In a children’s park there is a slide, which has a total length of 10m and a height of 8m. A vertical ladder is attached to the top of the slide. A child of mass 20kg slides down to the ground. The average friction offered by the slide is three-tenth of his weight. The work done by the slide on the boy as he comes down is:

A). 0 J
B). +600 J
C). -600 J
D). +1600 J

Answer 1

Hint: Note that the only influencing force on the boy contributed by the slide is the frictional force between the boy and the surface of the slide. This force is usually proportional to the normal reaction force acting on the boy, but since we are given that the value of this force is three-tenths of the gravitational force acting on the boy we assume the same and calculate the frictional force that impedes the motion of the boy down the slide. Therefore, the work done by the slide on the boy is this frictional force acting along the length of the slide. Use this to quantitatively determine the work done.
Formula Used: Frictional force: $F_r = \mu N$
Work done: $W = \vec{F}.\vec{s}$

Complete step-by-step solution:
Let us begin by drawing a diagram that represents the influencing forces resolved into their directional components.
We are given that the mass of the child is $m=20\;kg$. This means that the gravitational force acting on the child is $F_{g} = mg = 20 \times 10 = 200\;N$, assuming the acceleration due to gravity $g \approx 10\;ms^{-2}$.

Now, the force offered by the slide is only the frictional force that impedes the motion of the boy as he slides down the incline.
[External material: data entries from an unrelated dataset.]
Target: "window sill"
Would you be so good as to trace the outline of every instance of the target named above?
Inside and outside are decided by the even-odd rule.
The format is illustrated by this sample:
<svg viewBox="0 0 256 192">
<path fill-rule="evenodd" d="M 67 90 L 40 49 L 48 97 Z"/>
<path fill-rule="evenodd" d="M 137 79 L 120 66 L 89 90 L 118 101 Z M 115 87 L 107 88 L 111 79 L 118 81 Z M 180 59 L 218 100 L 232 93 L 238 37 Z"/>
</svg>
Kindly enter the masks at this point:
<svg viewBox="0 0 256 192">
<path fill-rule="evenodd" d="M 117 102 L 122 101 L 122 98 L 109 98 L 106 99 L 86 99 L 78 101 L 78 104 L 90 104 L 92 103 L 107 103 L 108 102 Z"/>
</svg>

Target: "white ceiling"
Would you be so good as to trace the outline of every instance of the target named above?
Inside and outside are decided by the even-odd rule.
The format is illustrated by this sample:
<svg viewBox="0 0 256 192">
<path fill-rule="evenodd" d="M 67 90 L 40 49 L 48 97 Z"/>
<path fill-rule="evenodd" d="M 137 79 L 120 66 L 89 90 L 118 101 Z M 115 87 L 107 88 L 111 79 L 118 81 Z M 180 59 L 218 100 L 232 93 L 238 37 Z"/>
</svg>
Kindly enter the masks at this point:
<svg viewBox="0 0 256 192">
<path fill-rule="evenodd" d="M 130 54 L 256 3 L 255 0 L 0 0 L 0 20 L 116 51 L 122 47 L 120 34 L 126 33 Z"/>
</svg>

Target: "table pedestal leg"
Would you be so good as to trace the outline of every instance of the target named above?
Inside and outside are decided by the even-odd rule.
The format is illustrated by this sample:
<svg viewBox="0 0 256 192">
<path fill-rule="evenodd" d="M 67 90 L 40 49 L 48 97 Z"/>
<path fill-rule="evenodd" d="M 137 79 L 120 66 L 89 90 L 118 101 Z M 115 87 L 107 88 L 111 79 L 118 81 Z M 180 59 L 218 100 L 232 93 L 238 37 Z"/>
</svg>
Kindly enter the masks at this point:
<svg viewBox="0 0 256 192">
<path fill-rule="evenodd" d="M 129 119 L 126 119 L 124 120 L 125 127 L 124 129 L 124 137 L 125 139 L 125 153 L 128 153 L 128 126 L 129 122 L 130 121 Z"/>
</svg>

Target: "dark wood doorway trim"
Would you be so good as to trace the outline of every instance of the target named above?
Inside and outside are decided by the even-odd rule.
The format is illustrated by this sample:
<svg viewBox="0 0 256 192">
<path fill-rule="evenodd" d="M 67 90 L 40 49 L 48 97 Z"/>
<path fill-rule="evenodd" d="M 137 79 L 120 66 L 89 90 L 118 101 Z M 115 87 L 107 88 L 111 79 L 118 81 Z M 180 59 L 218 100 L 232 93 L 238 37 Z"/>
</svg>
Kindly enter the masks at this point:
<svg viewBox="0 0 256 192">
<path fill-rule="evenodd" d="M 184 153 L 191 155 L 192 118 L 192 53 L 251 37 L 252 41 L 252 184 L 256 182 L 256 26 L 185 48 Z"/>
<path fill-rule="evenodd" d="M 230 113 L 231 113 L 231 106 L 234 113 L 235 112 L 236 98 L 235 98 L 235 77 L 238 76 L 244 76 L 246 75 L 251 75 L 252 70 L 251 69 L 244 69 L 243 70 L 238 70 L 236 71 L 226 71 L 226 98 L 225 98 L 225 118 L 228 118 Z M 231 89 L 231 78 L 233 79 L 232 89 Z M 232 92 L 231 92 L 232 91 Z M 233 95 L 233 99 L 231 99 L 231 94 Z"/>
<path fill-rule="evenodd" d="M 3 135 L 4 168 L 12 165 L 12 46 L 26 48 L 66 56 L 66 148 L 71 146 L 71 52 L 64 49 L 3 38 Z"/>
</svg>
Therefore, the work done by the slide is in imparting friction to the motion of the boy.
$W = -F_{f}.s$, where s is the displacement of the boy over the slide which is nothing but the length of the slide $s = 10\;m$.
Now, we are given that the frictional force is three-tenths of his weight.
$\Rightarrow F_{f} = \dfrac{3}{10} \times F_{g} = \dfrac{3}{10} \times 200 = 60\;N$
In this case, the work done by the slide on the boy as he comes down is given as:
$W = -F_{f}.s = -60 \times 10 = -600\;J $
Therefore, the correct choice is C. -600 J

Note: It is very important to remember to separate the components of forces and choose the correctly contributing component for each direction. Also, do not forget to include the coefficient of friction while determining the frictional force in case it is explicitly mentioned. It is also crucial to remember the sign convention for work done. If any force retards the motion of a body, the work done by that force will be negative but if a force contributes to the motion of the body the work done by that force will be positive.